李强却一侧身,再次挡住去路,手甚至假装无意地要拍她的肩膀:“哎,苏老师别急嘛,聊聊乐乐的学习情况,我还没好好感谢你呢……”
苏若然猛地后退一步,避开他的触碰,声音冷了下来:“李先生,请自重!学习情况我已经跟您邮件沟通过了。让我出去。”
李强的笑容垮了下来,眼神变得浑浊而危险:“装什么清高?一个打工的,给你脸了是不是?”他说着竟直接扑了上来!
苏若然早有防备,尖叫一声,用力推开他,手里的帆布包狠狠砸过去,趁他吃痛踉跄的瞬间,转身冲进最近的卫生间,“砰”地锁上门!心脏狂跳得几乎要冲出胸腔。
门外是李强气急败坏的砸门和污言秽语。
苏若然背靠着门板滑坐在地上,颤抖着手从包里掏出手机,没有丝毫犹豫,立刻拨通了110。

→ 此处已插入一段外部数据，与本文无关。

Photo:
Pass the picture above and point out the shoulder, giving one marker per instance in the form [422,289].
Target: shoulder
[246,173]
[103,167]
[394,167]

“喂?110吗?我要报警!地址是星河湾小区8栋1302,有人试图性骚扰甚至性侵!我现在被困在卫生间,对方正在砸门!快!”她的声音因为恐惧而发颤,却极力保持清晰。
门外,李乐乐被父亲的暴行吓得嚎啕大哭。
警笛声由远及近的速度快得惊人。很快,门外传来严厉的呵斥声、李强的争辩声、孩子的哭嚎声混乱地交织在一起。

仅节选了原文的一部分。